According to Mlangeni's brother, Nicholas, the town's race began when a man digging a hole for a fence post noticed the unusual hue of the soil and washed it with water. The news spread on social media and within days the field was filled with enthusiastic prospectors. Most are looking for survival rather than wealth in a country where unemployment is hovering around 32%, according to government figures.

Mlangeni has also tried her luck. "I found very little, just this much", she said, showing a small section of her pinky nail. Given her upcoming 12-hour shift, the search for this mother of two is hardly worth the effort.

Others are more insistent.

Siyabonga Sidontsa fills sacks of maize meal with soil. "I came on Tuesday. I live a 30-minute walk away and I bring the sacks back with this," he said, pointing to the wheelbarrow he uses for the purpose.

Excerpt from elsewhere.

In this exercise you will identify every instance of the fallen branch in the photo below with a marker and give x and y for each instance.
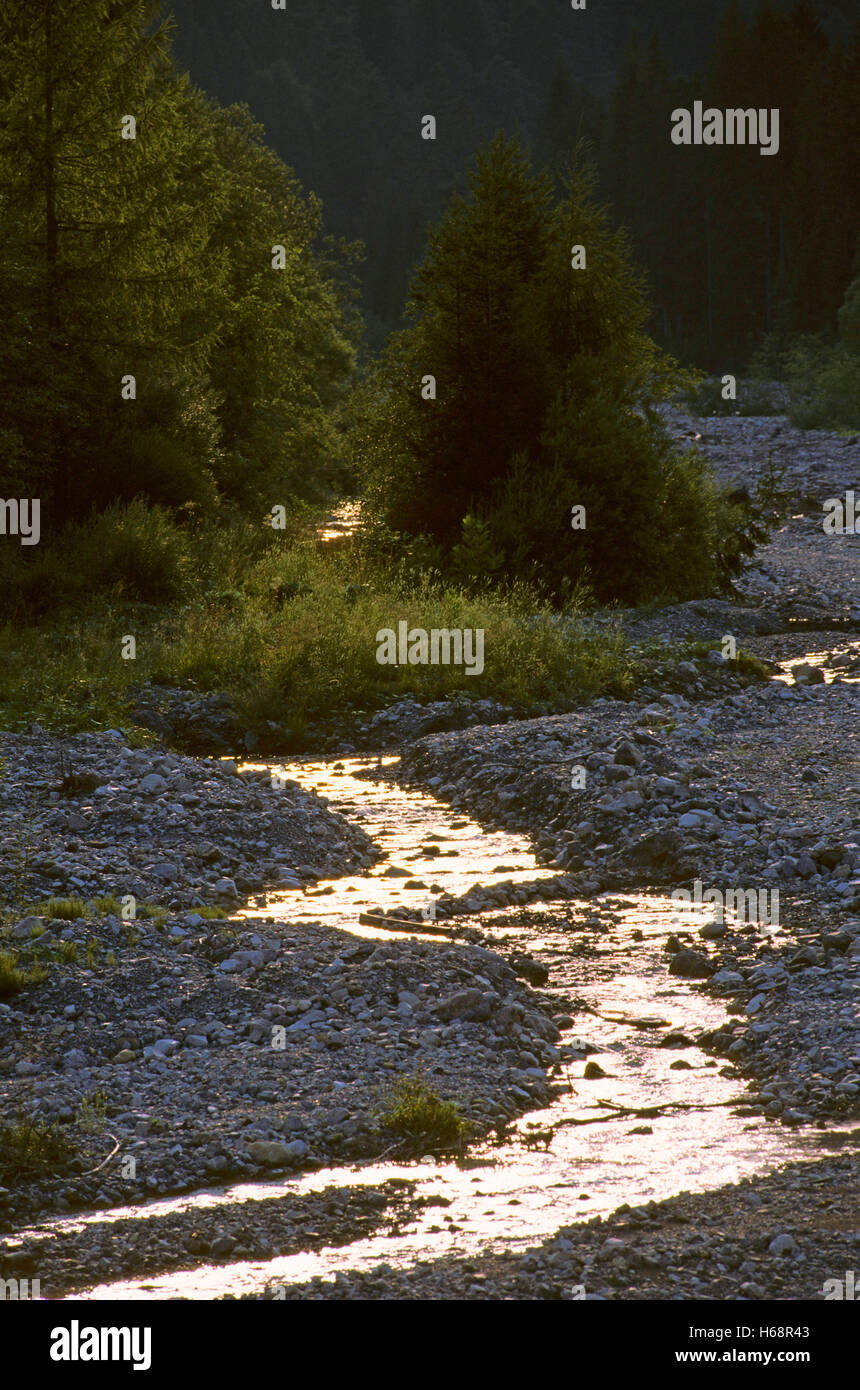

Working 10 bags of soil a day, he has earned 450 rand (less than $30) in five days - more than he has made in a week since he lost his job as a gardener five years ago.

Some teams work at a faster pace, loading small dump trucks. The men dig, working in flip-flops through the thick black soil. The women carry the loads to the vehicles. One of them sneaks through the dug-up areas under the watchful eyes of cows driven from their pasture. She balances a bag of freshly dug soil on her head.

For Sidontsa, the answer is simple: they need to open a real mine here, "so we have somewhere to work".

South Africa – known for its mineral wealth, experienced a similar fever in 2021, when crystal-like stones sparked a diamond rush, and experts determined that they were actually just quartz. South Africa has a thriving underground world of illegal gold prospectors.